Di nuovo la pubblicità dei farmaci è un puntuale indicatore di un malessere che deve essere prontamente scacciato. E così la Cibalgina diventa Fast, un Moment agisce all'istante e non c'è lassativo o antidepressivo che non sia ad effetto immediato. E qui si palesano altri tratti umorali - impazienza e irrequietezza - che sono due potenti acidificanti della vita sociale, che si stanno diffondendo nei più disparati settori, per esempio nella gestione dei risparmi, dove noi italiani siamo in Europa i più impazienti, pronti a cambiare profilo di rischio a ogni minimo segnale di instabilità. Ma siamo anche più frettolosi nella vita d'ogni giorno, anche se la maggior parte del tempo libero lo trascorriamo davanti alla tivù (dati Istat 2018), e sempre più impazienti come pazienti (nonostante un discreto servizio sanitario nazionale) al punto da scagliarci contro il personale sanitario, al minimo errore o ritardo, come mostrano le cronache di aggressioni fisiche a medici e infermieri.

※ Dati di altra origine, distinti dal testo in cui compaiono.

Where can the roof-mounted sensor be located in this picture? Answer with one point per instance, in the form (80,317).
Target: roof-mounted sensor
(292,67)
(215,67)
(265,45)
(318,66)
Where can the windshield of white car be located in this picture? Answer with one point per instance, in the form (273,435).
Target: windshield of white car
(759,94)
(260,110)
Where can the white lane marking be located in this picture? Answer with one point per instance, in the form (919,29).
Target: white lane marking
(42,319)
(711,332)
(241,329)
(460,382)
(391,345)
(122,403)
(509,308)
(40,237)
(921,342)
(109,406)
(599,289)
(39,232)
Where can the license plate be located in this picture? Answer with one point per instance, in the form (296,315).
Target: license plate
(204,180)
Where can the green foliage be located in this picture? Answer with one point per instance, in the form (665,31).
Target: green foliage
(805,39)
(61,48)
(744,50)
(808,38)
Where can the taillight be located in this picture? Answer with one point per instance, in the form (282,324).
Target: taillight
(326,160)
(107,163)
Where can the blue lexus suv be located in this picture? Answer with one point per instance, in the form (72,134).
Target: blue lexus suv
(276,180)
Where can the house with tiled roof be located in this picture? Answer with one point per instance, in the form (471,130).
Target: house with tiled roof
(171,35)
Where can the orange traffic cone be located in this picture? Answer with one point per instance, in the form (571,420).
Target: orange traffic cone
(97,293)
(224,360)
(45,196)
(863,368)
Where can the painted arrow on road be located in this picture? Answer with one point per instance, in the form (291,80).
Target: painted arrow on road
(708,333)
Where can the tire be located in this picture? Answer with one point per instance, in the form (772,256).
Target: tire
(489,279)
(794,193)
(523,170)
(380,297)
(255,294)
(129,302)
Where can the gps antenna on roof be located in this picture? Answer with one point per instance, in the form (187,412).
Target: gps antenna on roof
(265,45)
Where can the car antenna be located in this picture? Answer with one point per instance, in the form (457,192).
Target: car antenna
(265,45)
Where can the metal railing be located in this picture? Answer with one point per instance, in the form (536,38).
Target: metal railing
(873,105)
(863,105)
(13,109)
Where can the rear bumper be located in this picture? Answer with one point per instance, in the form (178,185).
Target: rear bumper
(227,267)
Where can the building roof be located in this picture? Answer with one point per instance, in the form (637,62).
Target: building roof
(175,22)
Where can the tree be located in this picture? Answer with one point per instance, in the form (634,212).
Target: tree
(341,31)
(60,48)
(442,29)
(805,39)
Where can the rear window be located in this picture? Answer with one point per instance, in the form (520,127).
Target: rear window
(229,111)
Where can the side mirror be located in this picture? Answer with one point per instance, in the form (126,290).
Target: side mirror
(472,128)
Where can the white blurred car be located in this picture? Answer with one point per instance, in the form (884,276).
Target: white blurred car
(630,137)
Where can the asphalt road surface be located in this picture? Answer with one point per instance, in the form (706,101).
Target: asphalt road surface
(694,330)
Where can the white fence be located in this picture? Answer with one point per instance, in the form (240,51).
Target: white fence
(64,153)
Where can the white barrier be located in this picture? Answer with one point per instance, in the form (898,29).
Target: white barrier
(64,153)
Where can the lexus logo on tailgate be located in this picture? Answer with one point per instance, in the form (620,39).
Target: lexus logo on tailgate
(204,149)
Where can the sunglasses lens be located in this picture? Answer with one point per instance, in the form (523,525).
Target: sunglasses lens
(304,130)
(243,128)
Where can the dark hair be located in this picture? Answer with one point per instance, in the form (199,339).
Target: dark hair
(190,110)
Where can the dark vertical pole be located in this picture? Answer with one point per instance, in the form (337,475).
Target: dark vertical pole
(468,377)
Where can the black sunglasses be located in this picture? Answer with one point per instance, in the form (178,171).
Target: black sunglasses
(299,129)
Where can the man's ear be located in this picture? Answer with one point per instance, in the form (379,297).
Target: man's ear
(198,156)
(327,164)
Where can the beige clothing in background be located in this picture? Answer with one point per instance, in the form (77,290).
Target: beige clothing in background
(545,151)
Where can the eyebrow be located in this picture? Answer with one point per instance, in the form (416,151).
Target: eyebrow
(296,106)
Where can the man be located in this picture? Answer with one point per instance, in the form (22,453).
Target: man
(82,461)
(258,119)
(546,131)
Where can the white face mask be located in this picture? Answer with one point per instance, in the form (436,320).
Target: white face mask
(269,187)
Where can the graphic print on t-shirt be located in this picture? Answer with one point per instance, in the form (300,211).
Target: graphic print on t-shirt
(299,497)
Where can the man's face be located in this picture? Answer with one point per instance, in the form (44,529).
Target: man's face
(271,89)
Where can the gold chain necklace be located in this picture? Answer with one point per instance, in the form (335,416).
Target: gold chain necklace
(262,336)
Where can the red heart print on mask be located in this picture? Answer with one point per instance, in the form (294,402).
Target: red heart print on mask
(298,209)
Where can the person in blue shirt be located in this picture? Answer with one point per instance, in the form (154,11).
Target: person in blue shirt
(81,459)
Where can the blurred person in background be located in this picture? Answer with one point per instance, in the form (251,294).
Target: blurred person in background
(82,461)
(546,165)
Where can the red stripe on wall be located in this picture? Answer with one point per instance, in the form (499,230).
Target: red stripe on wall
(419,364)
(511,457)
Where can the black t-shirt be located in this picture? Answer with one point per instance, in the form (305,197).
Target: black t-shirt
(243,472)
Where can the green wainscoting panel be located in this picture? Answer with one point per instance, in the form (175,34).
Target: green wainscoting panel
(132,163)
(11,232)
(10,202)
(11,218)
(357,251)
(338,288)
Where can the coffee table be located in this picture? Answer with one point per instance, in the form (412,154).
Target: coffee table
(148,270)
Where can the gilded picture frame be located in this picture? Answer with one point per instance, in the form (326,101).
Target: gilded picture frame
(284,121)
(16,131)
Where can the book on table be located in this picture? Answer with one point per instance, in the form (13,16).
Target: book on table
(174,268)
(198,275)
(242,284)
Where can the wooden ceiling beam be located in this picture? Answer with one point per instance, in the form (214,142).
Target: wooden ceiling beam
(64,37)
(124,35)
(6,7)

Ma dove questa acidità, scaturente dalla miscela di irritazione, insofferenza, fastidio e malessere, raggiunge il massimo di distruttività, è quando il confronto diventa scontro. Perché il terreno su cui si misurano i diversi punti di vista e visioni del mondo e della vita diventano le identità di etnia e di genere, le convinzioni e appartenenze politiche, gli orientamenti sessuali, i diritti civili e di cittadinanza, cioè quando entrano in gioco e in discussione i sentimenti profondi e gli orientamenti di valore e culturali. E qui le questioni si fanno serie e preoccupanti, come mostra la recrudescenza di razzismo, xenofobia e antisemitismo. È di pochi giorni fa la presentazione del Rapporto Italia 2020 curato da Eurispes, che offre un dato pazzesco: il 15,6% di italiani non crede alla Shoah. Ma il Rapporto dello scorso anno aveva già segnalato come la maggioranza dell'opinione pubblica ritenga che l'antisemitismo non sia un tema preoccupante, anche se un altro sondaggio (Euromedia) rileva che discriminazioni e intolleranze nei confronti degli ebrei siano in sensibile aumento.

Non so voi, ma personalmente questo aumento di acidità del Paese mi inquieta. Comincio a sentire mal di stomaco.